Boomers’ new retirement plan is millennials paying rent

By Patrick Clark, Bloomberg

Pete Pollinger and his wife, Julie, are relocating from Boca Raton to Melbourne, a city of about 70,000 on Florida’s Space Coast, named for its proximity to NASA rocket sites at Cape Canaveral and the Kennedy Space Center.
They weren’t just hunting for a place to live. As they get ready to move this year, they’re also looking for single-family homes they can buy, fix, and rent out.

“We want to be more in control of our financial destiny,” said Pollinger, 51, a computer systems consultant. “As far as traditional investments go, we have less control of what really happens to those.”
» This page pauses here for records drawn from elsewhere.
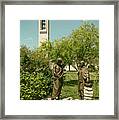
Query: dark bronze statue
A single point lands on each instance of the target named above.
(84, 80)
(57, 79)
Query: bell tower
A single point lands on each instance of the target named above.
(43, 31)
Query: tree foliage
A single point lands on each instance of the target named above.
(35, 75)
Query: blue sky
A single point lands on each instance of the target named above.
(58, 29)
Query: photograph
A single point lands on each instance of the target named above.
(59, 59)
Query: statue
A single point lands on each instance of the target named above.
(57, 79)
(84, 79)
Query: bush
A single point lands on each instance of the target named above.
(35, 76)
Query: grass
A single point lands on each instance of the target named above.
(70, 87)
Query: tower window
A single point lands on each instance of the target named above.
(43, 24)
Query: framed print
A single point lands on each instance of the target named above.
(59, 60)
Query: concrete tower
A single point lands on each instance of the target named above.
(43, 31)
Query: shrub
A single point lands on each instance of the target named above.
(35, 76)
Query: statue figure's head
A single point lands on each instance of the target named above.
(82, 64)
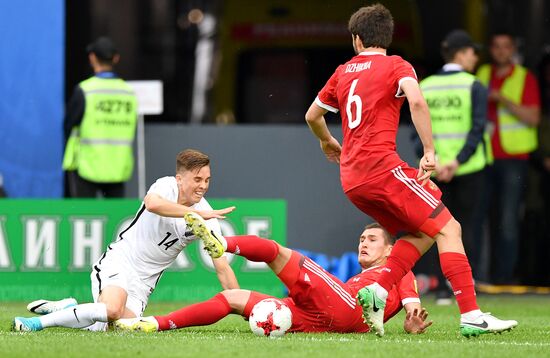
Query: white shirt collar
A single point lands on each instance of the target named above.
(452, 67)
(370, 268)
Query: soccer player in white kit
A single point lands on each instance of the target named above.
(128, 272)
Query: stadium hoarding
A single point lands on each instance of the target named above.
(47, 248)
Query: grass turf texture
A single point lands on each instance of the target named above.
(231, 337)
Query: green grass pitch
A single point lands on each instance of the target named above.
(231, 337)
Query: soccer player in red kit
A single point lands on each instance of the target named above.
(368, 91)
(319, 301)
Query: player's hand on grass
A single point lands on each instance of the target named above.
(415, 321)
(332, 149)
(215, 214)
(426, 167)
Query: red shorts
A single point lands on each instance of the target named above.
(319, 301)
(398, 202)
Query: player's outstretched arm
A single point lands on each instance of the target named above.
(420, 114)
(225, 273)
(416, 319)
(316, 121)
(160, 206)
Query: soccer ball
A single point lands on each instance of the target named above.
(270, 317)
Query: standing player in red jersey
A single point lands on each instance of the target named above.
(319, 301)
(369, 90)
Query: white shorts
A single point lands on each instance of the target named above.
(111, 270)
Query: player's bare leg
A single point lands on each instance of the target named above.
(198, 314)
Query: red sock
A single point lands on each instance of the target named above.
(456, 268)
(253, 247)
(199, 314)
(401, 260)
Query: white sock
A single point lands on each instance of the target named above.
(97, 327)
(223, 241)
(380, 291)
(472, 315)
(79, 316)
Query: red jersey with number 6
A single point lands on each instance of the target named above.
(367, 92)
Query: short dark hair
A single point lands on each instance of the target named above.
(374, 26)
(191, 159)
(104, 49)
(502, 33)
(388, 238)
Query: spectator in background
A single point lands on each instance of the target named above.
(514, 112)
(458, 110)
(100, 126)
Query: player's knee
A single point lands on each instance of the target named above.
(114, 311)
(236, 298)
(453, 230)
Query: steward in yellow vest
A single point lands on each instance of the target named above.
(458, 111)
(100, 124)
(514, 111)
(516, 137)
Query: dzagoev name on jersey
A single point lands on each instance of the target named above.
(358, 67)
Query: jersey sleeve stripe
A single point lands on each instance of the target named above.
(400, 92)
(325, 106)
(410, 300)
(399, 175)
(339, 290)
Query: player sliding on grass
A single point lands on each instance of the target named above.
(319, 301)
(369, 91)
(127, 273)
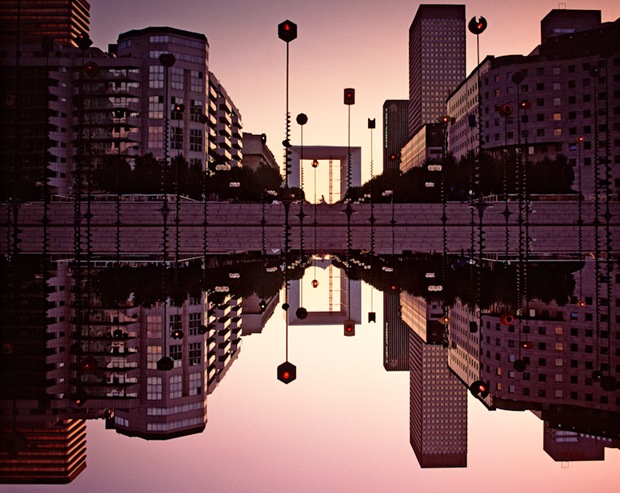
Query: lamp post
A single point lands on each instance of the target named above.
(287, 32)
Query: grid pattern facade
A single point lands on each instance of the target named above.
(436, 61)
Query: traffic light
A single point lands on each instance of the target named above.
(79, 397)
(165, 364)
(519, 365)
(477, 26)
(349, 96)
(505, 109)
(287, 31)
(83, 42)
(479, 389)
(287, 372)
(88, 364)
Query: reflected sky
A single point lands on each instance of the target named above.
(347, 422)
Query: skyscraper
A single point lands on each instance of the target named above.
(436, 61)
(395, 131)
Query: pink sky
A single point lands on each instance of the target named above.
(342, 426)
(346, 43)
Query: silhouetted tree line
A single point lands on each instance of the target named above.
(152, 283)
(149, 176)
(458, 279)
(497, 176)
(264, 276)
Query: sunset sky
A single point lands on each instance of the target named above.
(350, 43)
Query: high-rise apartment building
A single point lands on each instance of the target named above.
(61, 20)
(436, 61)
(562, 101)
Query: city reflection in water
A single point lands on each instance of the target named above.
(142, 343)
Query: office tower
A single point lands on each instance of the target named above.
(438, 400)
(562, 104)
(438, 407)
(395, 131)
(61, 20)
(436, 61)
(395, 335)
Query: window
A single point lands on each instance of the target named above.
(153, 388)
(153, 355)
(177, 138)
(156, 138)
(194, 320)
(195, 139)
(176, 386)
(176, 78)
(194, 353)
(195, 384)
(156, 77)
(196, 110)
(153, 326)
(156, 107)
(176, 352)
(197, 83)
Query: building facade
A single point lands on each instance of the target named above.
(395, 131)
(436, 61)
(61, 20)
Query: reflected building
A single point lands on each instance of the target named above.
(36, 452)
(395, 335)
(438, 401)
(254, 316)
(344, 299)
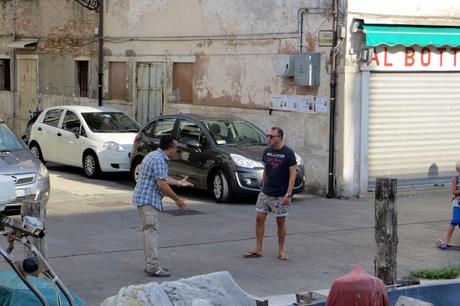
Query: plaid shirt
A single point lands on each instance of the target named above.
(154, 167)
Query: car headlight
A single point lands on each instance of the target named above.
(111, 145)
(298, 159)
(42, 172)
(244, 162)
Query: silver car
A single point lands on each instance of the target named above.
(28, 172)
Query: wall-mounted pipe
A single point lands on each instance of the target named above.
(300, 15)
(13, 65)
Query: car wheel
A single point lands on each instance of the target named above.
(135, 170)
(35, 149)
(221, 187)
(91, 165)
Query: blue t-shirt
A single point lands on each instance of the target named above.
(277, 163)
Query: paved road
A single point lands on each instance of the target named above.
(95, 245)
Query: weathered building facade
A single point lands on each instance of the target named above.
(399, 95)
(396, 100)
(48, 56)
(220, 57)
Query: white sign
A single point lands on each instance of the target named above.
(303, 104)
(413, 58)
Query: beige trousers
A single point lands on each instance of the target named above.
(150, 231)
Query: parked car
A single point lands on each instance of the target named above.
(29, 174)
(97, 139)
(222, 155)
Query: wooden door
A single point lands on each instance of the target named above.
(149, 91)
(27, 88)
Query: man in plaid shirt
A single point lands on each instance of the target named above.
(152, 185)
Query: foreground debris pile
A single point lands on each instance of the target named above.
(217, 288)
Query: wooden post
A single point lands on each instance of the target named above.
(37, 209)
(386, 234)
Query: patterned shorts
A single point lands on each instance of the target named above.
(267, 204)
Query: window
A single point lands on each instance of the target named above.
(110, 122)
(5, 74)
(117, 81)
(183, 82)
(160, 128)
(52, 117)
(71, 122)
(82, 78)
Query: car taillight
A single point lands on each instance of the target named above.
(138, 138)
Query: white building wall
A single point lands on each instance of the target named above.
(234, 45)
(349, 161)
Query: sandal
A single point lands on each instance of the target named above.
(252, 254)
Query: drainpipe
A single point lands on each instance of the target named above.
(301, 13)
(13, 65)
(100, 73)
(333, 89)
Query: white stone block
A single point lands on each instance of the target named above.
(207, 290)
(150, 294)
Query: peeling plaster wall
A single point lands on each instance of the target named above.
(235, 44)
(302, 132)
(146, 18)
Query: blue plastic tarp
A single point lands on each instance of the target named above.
(13, 291)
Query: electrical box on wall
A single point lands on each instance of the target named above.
(285, 66)
(307, 69)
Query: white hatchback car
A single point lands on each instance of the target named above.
(93, 138)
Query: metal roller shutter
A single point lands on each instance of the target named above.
(414, 127)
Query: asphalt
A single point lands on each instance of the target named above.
(95, 246)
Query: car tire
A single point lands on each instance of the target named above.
(135, 169)
(91, 167)
(35, 149)
(221, 188)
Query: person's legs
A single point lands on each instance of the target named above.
(450, 231)
(260, 230)
(281, 211)
(281, 222)
(150, 231)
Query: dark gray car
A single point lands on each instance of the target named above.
(28, 172)
(222, 155)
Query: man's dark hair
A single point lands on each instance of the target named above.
(279, 131)
(166, 142)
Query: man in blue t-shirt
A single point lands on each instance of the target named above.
(277, 184)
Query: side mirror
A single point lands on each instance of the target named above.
(76, 131)
(194, 144)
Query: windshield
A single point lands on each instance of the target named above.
(8, 140)
(110, 122)
(235, 132)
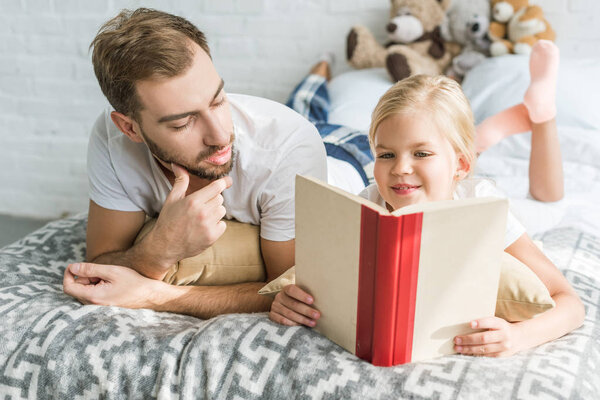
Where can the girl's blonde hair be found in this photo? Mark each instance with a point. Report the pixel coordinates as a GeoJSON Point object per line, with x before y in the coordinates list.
{"type": "Point", "coordinates": [442, 99]}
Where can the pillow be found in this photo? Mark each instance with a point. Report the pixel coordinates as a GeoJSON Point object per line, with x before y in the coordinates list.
{"type": "Point", "coordinates": [354, 95]}
{"type": "Point", "coordinates": [521, 294]}
{"type": "Point", "coordinates": [234, 258]}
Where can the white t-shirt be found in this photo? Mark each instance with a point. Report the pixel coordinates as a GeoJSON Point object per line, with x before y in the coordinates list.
{"type": "Point", "coordinates": [471, 187]}
{"type": "Point", "coordinates": [273, 143]}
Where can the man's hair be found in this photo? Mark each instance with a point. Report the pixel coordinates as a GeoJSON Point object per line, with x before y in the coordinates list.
{"type": "Point", "coordinates": [137, 45]}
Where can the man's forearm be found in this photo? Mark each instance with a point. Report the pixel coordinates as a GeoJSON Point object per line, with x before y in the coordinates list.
{"type": "Point", "coordinates": [209, 301]}
{"type": "Point", "coordinates": [138, 258]}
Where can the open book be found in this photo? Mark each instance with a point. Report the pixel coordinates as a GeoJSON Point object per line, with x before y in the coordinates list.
{"type": "Point", "coordinates": [397, 287]}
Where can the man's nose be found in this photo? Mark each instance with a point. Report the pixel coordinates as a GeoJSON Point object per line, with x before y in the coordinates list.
{"type": "Point", "coordinates": [214, 133]}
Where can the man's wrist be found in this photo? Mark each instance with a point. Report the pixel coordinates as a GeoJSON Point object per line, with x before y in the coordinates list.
{"type": "Point", "coordinates": [151, 249]}
{"type": "Point", "coordinates": [162, 297]}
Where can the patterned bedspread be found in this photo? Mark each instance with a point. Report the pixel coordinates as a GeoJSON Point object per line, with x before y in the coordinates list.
{"type": "Point", "coordinates": [53, 347]}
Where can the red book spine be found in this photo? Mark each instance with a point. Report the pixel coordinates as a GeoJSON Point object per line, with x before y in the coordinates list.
{"type": "Point", "coordinates": [366, 283]}
{"type": "Point", "coordinates": [407, 287]}
{"type": "Point", "coordinates": [386, 289]}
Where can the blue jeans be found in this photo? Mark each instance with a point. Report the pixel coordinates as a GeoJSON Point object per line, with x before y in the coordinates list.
{"type": "Point", "coordinates": [311, 99]}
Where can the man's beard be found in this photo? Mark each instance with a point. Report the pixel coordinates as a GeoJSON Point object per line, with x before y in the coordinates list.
{"type": "Point", "coordinates": [212, 172]}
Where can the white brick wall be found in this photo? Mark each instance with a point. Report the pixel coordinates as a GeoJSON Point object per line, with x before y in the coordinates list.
{"type": "Point", "coordinates": [49, 96]}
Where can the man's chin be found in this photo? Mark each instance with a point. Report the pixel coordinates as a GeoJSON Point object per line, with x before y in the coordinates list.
{"type": "Point", "coordinates": [212, 172]}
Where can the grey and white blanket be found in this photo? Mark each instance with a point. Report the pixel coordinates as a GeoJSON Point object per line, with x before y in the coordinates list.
{"type": "Point", "coordinates": [51, 346]}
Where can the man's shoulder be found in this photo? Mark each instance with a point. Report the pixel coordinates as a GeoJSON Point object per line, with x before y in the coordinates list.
{"type": "Point", "coordinates": [269, 123]}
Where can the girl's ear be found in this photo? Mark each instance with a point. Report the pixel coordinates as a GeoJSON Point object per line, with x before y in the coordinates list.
{"type": "Point", "coordinates": [463, 168]}
{"type": "Point", "coordinates": [126, 125]}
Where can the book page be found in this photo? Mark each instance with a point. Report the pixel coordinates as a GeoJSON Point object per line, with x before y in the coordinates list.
{"type": "Point", "coordinates": [458, 275]}
{"type": "Point", "coordinates": [328, 255]}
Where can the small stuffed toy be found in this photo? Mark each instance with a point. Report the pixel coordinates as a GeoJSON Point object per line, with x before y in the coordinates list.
{"type": "Point", "coordinates": [416, 45]}
{"type": "Point", "coordinates": [516, 26]}
{"type": "Point", "coordinates": [467, 23]}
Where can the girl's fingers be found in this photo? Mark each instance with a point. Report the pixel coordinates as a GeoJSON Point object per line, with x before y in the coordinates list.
{"type": "Point", "coordinates": [298, 294]}
{"type": "Point", "coordinates": [280, 319]}
{"type": "Point", "coordinates": [297, 306]}
{"type": "Point", "coordinates": [489, 350]}
{"type": "Point", "coordinates": [291, 315]}
{"type": "Point", "coordinates": [479, 338]}
{"type": "Point", "coordinates": [488, 323]}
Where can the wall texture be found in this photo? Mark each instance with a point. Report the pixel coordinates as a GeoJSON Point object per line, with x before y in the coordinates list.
{"type": "Point", "coordinates": [49, 96]}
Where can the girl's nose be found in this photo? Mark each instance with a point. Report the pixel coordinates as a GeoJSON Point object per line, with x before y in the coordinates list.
{"type": "Point", "coordinates": [402, 167]}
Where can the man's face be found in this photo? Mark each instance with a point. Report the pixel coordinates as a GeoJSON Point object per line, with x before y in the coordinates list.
{"type": "Point", "coordinates": [186, 119]}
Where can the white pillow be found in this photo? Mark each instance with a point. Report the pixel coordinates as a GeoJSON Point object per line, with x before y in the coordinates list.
{"type": "Point", "coordinates": [354, 95]}
{"type": "Point", "coordinates": [500, 82]}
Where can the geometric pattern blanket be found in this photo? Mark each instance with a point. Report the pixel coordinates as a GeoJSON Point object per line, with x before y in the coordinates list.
{"type": "Point", "coordinates": [51, 346]}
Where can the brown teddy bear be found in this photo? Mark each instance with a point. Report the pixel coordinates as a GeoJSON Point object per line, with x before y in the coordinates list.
{"type": "Point", "coordinates": [416, 46]}
{"type": "Point", "coordinates": [516, 26]}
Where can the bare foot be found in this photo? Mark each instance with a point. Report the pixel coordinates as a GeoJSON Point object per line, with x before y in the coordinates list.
{"type": "Point", "coordinates": [540, 98]}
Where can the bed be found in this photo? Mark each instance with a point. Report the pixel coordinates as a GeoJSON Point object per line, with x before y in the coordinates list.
{"type": "Point", "coordinates": [53, 347]}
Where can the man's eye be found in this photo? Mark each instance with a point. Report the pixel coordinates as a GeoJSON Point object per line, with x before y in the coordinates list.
{"type": "Point", "coordinates": [219, 103]}
{"type": "Point", "coordinates": [182, 127]}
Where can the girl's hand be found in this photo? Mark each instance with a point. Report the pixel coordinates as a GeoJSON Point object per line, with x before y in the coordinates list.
{"type": "Point", "coordinates": [500, 339]}
{"type": "Point", "coordinates": [291, 307]}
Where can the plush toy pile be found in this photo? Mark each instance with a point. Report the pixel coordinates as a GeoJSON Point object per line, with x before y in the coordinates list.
{"type": "Point", "coordinates": [416, 45]}
{"type": "Point", "coordinates": [448, 36]}
{"type": "Point", "coordinates": [516, 26]}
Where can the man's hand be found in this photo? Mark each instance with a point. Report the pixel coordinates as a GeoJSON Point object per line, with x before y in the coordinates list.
{"type": "Point", "coordinates": [110, 285]}
{"type": "Point", "coordinates": [187, 225]}
{"type": "Point", "coordinates": [291, 307]}
{"type": "Point", "coordinates": [500, 338]}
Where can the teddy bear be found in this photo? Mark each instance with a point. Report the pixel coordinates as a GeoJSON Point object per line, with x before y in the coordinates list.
{"type": "Point", "coordinates": [467, 23]}
{"type": "Point", "coordinates": [416, 45]}
{"type": "Point", "coordinates": [516, 26]}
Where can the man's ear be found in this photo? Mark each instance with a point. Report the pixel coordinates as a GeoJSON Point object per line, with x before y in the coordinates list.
{"type": "Point", "coordinates": [127, 125]}
{"type": "Point", "coordinates": [463, 168]}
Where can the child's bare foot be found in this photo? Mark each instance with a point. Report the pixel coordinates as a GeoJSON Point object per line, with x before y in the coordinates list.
{"type": "Point", "coordinates": [540, 98]}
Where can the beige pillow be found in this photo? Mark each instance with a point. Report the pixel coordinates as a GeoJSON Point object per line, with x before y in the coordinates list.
{"type": "Point", "coordinates": [521, 294]}
{"type": "Point", "coordinates": [234, 258]}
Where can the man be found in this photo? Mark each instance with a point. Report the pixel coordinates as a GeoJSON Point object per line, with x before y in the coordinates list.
{"type": "Point", "coordinates": [172, 144]}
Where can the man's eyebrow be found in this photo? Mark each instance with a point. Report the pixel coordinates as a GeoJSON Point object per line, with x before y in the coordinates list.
{"type": "Point", "coordinates": [175, 117]}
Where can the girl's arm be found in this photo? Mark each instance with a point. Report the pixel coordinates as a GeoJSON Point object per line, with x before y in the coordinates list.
{"type": "Point", "coordinates": [502, 338]}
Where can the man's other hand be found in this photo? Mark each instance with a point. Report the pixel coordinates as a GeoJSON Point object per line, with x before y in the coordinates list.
{"type": "Point", "coordinates": [292, 307]}
{"type": "Point", "coordinates": [110, 285]}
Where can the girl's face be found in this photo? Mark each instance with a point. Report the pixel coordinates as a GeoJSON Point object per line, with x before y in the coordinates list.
{"type": "Point", "coordinates": [414, 161]}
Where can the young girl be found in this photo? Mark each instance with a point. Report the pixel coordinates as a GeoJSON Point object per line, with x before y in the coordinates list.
{"type": "Point", "coordinates": [422, 137]}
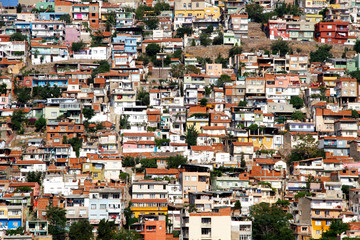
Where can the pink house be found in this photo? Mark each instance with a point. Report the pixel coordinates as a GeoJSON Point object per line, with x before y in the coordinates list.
{"type": "Point", "coordinates": [72, 34]}
{"type": "Point", "coordinates": [277, 30]}
{"type": "Point", "coordinates": [34, 185]}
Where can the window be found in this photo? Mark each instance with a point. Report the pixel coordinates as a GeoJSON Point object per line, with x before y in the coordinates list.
{"type": "Point", "coordinates": [105, 196]}
{"type": "Point", "coordinates": [205, 231]}
{"type": "Point", "coordinates": [206, 220]}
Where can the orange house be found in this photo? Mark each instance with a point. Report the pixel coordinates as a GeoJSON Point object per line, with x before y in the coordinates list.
{"type": "Point", "coordinates": [55, 132]}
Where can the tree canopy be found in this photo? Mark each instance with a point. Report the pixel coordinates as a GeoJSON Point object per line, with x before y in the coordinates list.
{"type": "Point", "coordinates": [280, 47]}
{"type": "Point", "coordinates": [306, 147]}
{"type": "Point", "coordinates": [321, 54]}
{"type": "Point", "coordinates": [57, 221]}
{"type": "Point", "coordinates": [18, 37]}
{"type": "Point", "coordinates": [180, 32]}
{"type": "Point", "coordinates": [176, 161]}
{"type": "Point", "coordinates": [270, 222]}
{"type": "Point", "coordinates": [81, 230]}
{"type": "Point", "coordinates": [191, 136]}
{"type": "Point", "coordinates": [297, 102]}
{"type": "Point", "coordinates": [152, 49]}
{"type": "Point", "coordinates": [298, 115]}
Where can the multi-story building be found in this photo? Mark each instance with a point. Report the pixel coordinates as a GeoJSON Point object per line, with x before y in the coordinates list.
{"type": "Point", "coordinates": [149, 197]}
{"type": "Point", "coordinates": [48, 30]}
{"type": "Point", "coordinates": [332, 32]}
{"type": "Point", "coordinates": [106, 203]}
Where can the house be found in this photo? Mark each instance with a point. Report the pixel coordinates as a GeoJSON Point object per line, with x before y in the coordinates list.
{"type": "Point", "coordinates": [214, 224]}
{"type": "Point", "coordinates": [41, 54]}
{"type": "Point", "coordinates": [149, 197]}
{"type": "Point", "coordinates": [332, 32]}
{"type": "Point", "coordinates": [106, 203]}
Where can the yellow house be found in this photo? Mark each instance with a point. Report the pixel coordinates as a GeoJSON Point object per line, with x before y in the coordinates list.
{"type": "Point", "coordinates": [96, 170]}
{"type": "Point", "coordinates": [198, 120]}
{"type": "Point", "coordinates": [149, 206]}
{"type": "Point", "coordinates": [198, 9]}
{"type": "Point", "coordinates": [314, 17]}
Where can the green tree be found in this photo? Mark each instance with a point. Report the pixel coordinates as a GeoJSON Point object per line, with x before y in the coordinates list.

He and Julie hope to build a portfolio of about 10 homes, buying when they see good value or selling a fixed-up home when the market presents the opportunity to take a profit.

The Pollingers are joining the ranks of what Redfin Chief Executive Glenn Kelman calls Landlord Nation, a group of mom-and-pop investors who have seized on low mortgage rates and robust rent growth to plow savings into rental properties. Together, they’ve lifted the percentage of single-family houses used as rental properties to stratospheric heights, even as many would-be first-time home buyers struggle to reach ignition.

The number of starter homes on the market dropped by more than 44 percent from the first quarter of 2012 to the first quarter of this year, according to research published by Trulia. With entry-level homes in short supply, median prices in the category increased by nearly a third.